Dipinto: L’ultimo tramonto
Immobile come un antico reperto, un arcaico monumento di pietra, che gli studiosi non riecono a datare e a darle una benchè approssimata appartenenza razziale: è lì una testa mozzata, in balia delle usure ed ammaccature temporali impietose come i suoi carnefici. Sarebbe bastato un soffio di vento e una manciata di terra, per nasconderla al mondo, nessuno l’avrebbe mai notata o quantomeno sarebbero trascorsi molti più anni prima del suo ritrovamento. Invece, con la bocca contratta, sembra ghignare al mondo intero lucida come un blocco di ossidiana.
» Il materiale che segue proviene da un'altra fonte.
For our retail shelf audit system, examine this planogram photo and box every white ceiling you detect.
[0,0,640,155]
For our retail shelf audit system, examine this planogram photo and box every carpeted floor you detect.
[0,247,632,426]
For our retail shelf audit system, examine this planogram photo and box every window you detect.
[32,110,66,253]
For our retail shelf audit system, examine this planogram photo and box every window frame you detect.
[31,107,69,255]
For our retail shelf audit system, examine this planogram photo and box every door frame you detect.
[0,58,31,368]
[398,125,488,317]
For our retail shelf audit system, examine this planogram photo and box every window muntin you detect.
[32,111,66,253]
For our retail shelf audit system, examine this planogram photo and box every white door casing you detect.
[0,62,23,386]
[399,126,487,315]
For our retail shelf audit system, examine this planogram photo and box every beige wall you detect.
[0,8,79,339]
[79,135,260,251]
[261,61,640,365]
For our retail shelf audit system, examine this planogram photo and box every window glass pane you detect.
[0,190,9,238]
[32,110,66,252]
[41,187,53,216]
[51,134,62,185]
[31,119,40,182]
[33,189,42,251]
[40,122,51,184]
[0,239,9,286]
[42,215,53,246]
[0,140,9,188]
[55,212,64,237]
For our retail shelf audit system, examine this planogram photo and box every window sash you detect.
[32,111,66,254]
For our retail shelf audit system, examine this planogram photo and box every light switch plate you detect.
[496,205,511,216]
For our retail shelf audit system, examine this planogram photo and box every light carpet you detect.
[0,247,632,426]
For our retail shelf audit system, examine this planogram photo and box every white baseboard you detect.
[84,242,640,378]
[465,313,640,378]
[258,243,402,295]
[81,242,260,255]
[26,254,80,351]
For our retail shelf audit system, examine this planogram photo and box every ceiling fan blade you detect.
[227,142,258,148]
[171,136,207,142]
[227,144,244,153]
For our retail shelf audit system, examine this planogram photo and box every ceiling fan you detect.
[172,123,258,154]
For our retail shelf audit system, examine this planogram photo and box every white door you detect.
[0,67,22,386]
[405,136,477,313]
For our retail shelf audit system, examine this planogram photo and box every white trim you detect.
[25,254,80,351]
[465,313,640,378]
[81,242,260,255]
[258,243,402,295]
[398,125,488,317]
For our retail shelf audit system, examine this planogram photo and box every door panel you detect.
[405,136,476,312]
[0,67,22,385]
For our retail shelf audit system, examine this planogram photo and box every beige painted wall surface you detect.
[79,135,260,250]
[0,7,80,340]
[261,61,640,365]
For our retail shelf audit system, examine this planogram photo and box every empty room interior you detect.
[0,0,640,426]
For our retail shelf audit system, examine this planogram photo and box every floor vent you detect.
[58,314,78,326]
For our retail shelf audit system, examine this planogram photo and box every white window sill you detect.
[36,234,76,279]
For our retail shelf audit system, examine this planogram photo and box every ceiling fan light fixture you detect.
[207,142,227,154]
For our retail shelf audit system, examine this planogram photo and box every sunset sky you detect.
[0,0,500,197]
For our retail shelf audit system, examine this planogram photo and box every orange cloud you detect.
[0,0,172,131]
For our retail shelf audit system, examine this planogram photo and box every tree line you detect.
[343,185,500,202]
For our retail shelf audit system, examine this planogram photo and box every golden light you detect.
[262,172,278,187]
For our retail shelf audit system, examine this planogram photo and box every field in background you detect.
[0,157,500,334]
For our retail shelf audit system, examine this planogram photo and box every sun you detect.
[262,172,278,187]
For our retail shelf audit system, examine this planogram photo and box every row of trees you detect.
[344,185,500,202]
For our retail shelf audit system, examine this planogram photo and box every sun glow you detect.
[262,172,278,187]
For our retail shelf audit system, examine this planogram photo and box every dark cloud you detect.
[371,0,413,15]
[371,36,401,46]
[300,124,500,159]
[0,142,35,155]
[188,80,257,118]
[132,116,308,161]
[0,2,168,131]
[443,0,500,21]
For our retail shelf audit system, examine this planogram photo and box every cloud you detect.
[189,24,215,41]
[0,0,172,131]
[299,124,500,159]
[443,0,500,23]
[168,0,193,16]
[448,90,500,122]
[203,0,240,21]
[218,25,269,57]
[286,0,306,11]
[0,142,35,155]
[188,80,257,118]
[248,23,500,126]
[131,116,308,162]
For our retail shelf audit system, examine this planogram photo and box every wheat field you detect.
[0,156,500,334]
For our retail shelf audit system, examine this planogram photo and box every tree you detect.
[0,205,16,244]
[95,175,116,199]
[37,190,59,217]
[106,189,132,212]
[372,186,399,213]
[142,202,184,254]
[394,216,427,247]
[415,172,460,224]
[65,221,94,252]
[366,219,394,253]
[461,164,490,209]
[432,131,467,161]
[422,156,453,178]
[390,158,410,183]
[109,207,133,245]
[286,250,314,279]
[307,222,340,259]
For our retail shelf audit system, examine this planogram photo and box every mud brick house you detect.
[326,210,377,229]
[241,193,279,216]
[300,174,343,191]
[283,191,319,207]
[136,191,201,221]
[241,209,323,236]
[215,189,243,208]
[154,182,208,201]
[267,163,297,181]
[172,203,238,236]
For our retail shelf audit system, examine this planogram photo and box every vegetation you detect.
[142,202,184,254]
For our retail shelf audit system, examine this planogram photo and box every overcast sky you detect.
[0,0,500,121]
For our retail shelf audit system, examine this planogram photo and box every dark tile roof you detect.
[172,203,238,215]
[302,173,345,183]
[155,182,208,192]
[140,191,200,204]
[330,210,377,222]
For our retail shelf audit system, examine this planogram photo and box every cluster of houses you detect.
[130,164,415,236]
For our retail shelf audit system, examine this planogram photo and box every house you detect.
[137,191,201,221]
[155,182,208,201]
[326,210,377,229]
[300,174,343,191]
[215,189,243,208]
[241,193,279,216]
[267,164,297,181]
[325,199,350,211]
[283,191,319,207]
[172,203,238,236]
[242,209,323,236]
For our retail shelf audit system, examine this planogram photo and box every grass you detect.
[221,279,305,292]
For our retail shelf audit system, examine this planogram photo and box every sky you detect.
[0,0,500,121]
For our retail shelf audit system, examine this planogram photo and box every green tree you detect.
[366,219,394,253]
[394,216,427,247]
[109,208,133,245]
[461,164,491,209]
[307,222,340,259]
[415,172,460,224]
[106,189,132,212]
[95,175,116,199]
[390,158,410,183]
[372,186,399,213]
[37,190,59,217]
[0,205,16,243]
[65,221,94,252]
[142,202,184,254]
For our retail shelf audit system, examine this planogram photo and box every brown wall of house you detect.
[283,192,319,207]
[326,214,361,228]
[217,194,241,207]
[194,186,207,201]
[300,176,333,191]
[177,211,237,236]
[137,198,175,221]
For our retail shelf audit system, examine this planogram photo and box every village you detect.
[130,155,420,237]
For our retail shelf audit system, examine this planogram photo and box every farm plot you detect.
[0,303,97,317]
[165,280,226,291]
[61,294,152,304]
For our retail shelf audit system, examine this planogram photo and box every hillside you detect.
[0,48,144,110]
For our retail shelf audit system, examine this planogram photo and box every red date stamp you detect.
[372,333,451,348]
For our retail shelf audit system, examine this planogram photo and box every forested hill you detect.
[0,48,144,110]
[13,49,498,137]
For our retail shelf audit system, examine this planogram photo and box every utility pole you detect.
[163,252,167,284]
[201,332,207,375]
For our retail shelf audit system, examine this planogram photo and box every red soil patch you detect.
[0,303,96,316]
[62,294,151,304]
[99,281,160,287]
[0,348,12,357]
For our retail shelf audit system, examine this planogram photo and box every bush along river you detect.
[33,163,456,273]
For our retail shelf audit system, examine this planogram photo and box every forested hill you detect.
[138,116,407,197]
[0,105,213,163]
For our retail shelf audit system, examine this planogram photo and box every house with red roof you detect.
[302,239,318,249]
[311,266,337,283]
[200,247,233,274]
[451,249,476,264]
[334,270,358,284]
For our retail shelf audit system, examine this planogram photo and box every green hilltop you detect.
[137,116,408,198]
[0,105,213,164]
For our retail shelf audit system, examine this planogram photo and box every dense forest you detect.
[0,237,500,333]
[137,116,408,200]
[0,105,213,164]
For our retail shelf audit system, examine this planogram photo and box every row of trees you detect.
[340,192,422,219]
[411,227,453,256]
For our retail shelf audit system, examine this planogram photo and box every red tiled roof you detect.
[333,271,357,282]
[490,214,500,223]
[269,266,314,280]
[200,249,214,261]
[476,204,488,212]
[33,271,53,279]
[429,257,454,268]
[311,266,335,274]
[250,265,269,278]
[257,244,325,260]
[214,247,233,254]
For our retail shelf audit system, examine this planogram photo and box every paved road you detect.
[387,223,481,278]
Il volto in una foglia, 2000 Sanguigna e tempera con lumeggiature di biacca su cartone
preparato, cm 26×26
collezione dell’autore
L’immobilità di questa testa è millenaria, come lo sono i silenzi che regnano nelle dimore sotterranee quei lontani reami sono invalicabili cancelli che colui che non sa vede oltre la nera consistenza dell’apparente immobilità. Quella testa ci indica la via della luce: dalle tenebre guarda un tramonto infuocato, ci indica forse la via? Un tempo apparteneva ad un corpo gigantesco che imprigionava la sua luce divina, ora libera di illuminare quella stessa testa che per millenni è stata la sua prigione.
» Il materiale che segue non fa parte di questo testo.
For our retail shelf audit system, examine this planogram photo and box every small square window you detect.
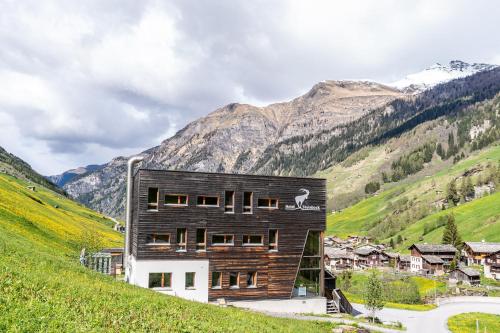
[229,272,240,288]
[186,272,195,289]
[212,272,222,289]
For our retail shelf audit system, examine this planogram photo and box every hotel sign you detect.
[285,188,321,211]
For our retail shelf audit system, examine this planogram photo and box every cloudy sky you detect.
[0,0,500,174]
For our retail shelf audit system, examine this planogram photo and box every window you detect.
[257,198,278,209]
[177,228,187,251]
[196,229,207,251]
[149,273,172,288]
[196,195,219,207]
[229,272,240,288]
[165,194,187,206]
[148,187,158,210]
[224,191,234,213]
[243,235,264,245]
[146,234,170,245]
[186,272,195,289]
[247,272,257,288]
[212,235,234,245]
[212,272,222,289]
[243,192,253,214]
[269,229,278,251]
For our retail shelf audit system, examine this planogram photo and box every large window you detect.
[165,194,188,206]
[269,229,278,251]
[229,272,240,288]
[146,234,170,245]
[177,228,187,251]
[224,191,234,213]
[212,235,234,245]
[186,272,196,289]
[294,230,322,296]
[243,192,253,214]
[196,195,219,207]
[243,235,264,246]
[149,273,172,288]
[247,272,257,288]
[212,272,222,289]
[148,187,158,210]
[196,229,207,251]
[257,198,278,209]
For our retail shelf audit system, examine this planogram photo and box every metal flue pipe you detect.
[123,156,144,282]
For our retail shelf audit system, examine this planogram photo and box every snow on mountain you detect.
[389,60,497,92]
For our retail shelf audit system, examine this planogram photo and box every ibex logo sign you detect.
[285,188,320,211]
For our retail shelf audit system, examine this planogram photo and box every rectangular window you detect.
[148,187,158,210]
[224,191,234,213]
[243,235,264,245]
[212,235,234,245]
[212,272,222,289]
[243,192,253,214]
[149,273,172,288]
[269,229,278,251]
[196,229,207,251]
[196,195,219,207]
[165,194,188,206]
[247,272,257,288]
[186,272,195,289]
[257,198,278,209]
[177,228,187,251]
[229,272,240,288]
[146,234,170,245]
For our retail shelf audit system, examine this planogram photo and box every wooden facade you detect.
[130,169,326,300]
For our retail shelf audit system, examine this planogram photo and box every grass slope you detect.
[448,312,500,333]
[0,174,333,332]
[327,145,500,241]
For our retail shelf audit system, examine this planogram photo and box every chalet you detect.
[354,245,389,268]
[484,250,500,280]
[449,266,481,285]
[464,241,500,265]
[125,169,326,308]
[409,244,457,275]
[325,247,354,271]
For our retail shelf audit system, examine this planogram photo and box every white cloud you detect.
[0,0,500,173]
Bagliori di un fuoco libero, caotico e distruttore, tingono di rosso cupo il fondo nero della tavola: la testa sa che quella luce ha ancora molto cammino per purificare la sua fonte vitale dalle scorie esplosive e sulfuree che ne deturpano l’essenza. Uscita dalla pesante prigione, l’accecante, diventa caotica energia; è solo apparente e illusoria la libertà di poter contemplare dall’alto il proprio immobile corpo, apparso lì come un rifiuto gettato da un treno in corsa. Il bianco candore della tua vera essenza sta al di là di quelle lontane ruote infuocate, uno scorpione fermo su un sasso si tempra con la tua luce.